На другой день я выехал в область. Добрался вечером, с трудом получил койку в знакомой гостинице и утром пошел в обком.
Направили меня к инструктору промышленного отдела. Ото был молодой светловолосый человек с очень спокойными, точно остановившимися глазами. Казалось, что они у него стеклянные, вставные.
Вы знаете, есть такие уравновешенные, неопределенные, мягкие люди. В душе я называю их взращенными на растительной пище. Вот таким показался мне и этот инструктор.
Я долго рассказывал ему об условиях, в которых мы работаем. Он слушал внимательно и молчал. Лицо его не выражало ничего, кроме отрешенного спокойствия. Очень неприятно беседовать с таким человеком. В институте у нас, были разные профессора. Одному сдаешь зачет и чувствуешь, что перед тобой живой человек. Внешне он ничем не помогает тебе, но ты видишь, чувствуешь, что он заинтересован в тебе, что-то неуловимо меняется в его глазах, в лице, когда ты говоришь правильно. А есть такие, которые с одинаково вежливым бесстрастием смотрят на тебя и когда ты отвечаешь правильно и когда «тонешь»…
Этот инструктор был из таких вежливо-бесстрастных.
Рассказывая, я задавал ему вопрос: «Ведь нельзя допустить, чтобы советские люди так жили даже за Полярным кругом?» Но инструктор молчал по-прежнему.

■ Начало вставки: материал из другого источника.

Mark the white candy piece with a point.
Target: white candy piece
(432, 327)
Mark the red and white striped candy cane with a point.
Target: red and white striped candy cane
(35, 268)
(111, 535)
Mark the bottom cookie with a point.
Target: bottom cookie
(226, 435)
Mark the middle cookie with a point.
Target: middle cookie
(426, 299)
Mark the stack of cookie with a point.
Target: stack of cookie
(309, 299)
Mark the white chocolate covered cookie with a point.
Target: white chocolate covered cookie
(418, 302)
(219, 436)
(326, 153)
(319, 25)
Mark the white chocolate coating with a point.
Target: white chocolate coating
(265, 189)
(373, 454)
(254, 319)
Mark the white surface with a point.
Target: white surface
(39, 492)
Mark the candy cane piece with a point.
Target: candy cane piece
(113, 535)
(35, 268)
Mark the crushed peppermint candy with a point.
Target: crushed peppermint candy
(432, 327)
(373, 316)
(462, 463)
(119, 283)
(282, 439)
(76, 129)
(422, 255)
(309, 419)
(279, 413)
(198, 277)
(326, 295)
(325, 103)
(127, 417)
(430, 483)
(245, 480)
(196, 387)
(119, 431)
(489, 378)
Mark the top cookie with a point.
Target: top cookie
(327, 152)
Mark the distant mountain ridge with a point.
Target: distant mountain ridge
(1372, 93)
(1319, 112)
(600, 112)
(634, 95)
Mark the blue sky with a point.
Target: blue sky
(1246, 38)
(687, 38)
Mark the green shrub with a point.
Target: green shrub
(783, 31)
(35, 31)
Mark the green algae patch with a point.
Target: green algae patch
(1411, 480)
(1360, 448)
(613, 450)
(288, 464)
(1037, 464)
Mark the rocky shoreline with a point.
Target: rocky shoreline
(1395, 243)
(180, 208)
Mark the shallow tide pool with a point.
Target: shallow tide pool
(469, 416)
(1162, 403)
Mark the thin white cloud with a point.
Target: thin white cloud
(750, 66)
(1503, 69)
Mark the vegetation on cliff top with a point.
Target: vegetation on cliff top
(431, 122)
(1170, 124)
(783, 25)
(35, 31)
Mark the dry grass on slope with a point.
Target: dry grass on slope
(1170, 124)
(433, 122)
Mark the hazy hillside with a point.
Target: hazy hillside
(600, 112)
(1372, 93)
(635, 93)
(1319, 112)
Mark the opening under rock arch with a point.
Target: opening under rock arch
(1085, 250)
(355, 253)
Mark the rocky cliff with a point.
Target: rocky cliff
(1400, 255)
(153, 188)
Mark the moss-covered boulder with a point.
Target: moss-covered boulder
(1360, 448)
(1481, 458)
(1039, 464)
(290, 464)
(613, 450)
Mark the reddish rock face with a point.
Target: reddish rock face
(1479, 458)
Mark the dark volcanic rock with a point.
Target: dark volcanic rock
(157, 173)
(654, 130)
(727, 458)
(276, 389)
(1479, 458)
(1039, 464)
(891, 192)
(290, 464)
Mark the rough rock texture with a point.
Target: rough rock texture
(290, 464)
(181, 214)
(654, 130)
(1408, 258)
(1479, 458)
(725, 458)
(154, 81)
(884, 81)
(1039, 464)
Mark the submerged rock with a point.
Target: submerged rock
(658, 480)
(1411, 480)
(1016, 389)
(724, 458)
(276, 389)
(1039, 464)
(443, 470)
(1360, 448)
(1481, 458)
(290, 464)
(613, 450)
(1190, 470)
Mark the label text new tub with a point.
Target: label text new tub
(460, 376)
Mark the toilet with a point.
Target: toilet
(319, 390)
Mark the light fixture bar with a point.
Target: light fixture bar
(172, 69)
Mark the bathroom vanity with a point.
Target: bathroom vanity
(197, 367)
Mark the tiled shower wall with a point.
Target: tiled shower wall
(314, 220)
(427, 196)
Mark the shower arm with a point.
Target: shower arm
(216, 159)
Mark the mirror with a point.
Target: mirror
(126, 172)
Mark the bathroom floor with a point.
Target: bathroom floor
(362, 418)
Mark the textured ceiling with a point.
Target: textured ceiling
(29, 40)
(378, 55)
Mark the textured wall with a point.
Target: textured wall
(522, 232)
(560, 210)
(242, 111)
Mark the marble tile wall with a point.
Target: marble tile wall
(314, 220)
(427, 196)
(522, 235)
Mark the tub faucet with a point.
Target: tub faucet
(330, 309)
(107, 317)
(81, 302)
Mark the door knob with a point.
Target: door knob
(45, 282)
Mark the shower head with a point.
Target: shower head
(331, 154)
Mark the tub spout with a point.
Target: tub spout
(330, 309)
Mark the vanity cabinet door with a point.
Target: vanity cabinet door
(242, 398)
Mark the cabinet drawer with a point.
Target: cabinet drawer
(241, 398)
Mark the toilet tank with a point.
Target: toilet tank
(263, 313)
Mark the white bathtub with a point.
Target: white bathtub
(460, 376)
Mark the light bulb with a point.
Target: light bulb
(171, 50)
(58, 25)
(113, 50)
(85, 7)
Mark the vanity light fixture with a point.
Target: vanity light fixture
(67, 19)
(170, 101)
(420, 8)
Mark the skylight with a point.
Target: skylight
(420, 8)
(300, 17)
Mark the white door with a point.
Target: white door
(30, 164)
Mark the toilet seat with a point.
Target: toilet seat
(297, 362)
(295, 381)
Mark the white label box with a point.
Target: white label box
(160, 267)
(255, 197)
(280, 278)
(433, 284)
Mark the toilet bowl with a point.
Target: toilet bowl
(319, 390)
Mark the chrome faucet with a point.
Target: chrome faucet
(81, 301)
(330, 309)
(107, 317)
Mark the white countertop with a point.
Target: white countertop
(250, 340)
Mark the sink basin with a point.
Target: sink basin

Наконец я понял, что главное для этого инструктора — сохранить бесстрастное спокойствие. Он не только не собирался высказать свое мнение, но и все делал для того, чтобы жестом, движением головы или выражением лица дать понять — ничего он не поддерживает и ни на что не возражает.
Во мне закипела злость. Я начал своего рода игру. Да, именно игру! Каким угодно способом, но я должен заставить, вынудить инструктора высказать его мнение!
Но он оказался опытным противником в этой игре. Только единственный раз мне удалось выиграть. Когда я говорил о том, что рабочим негде собраться почитать книгу или газету и из-за этого невозможно наладить политучебу, инструктор чуть нахмурил брови.
— Учебу надо организовать, — проговорил он.
Большего мне не удалось добиться.
…Интересная деталь! Месяц спустя я встретил этого инструктора в нашем поселке. Теперь он инструктор райкома партии. Этому парню явно не везло. Мы разговорились, и он рассказал мне, что долгие годы проработал в аппарате ЦК тоже инструктором, примерно за полгода до нашей первой встречи был переведен в обком, а теперь вот оказался в райкоме.
На этот раз он показался мне совсем иным человеком, точно кто-то взял его за плечи и потряс с такой силой, что кора бесстрастного равнодушия сразу слетела с него и под нею обнаружился нормальный, живой человек.
Напомнив ему нашу первую встречу, я спросил:
— Почему ты так вел себя?
— А так нас раньше учили, — ответил инструктор, — наше дело — выслушать и доложить начальству, а потом передать мнение начальства. Вот и все. Свое мнение иметь не полагалось. — Он усмехнулся. — Трудно было, пока не привык…
…Да, так вот, разговор мой в обкоме с этим человеком не дал никаких результатов.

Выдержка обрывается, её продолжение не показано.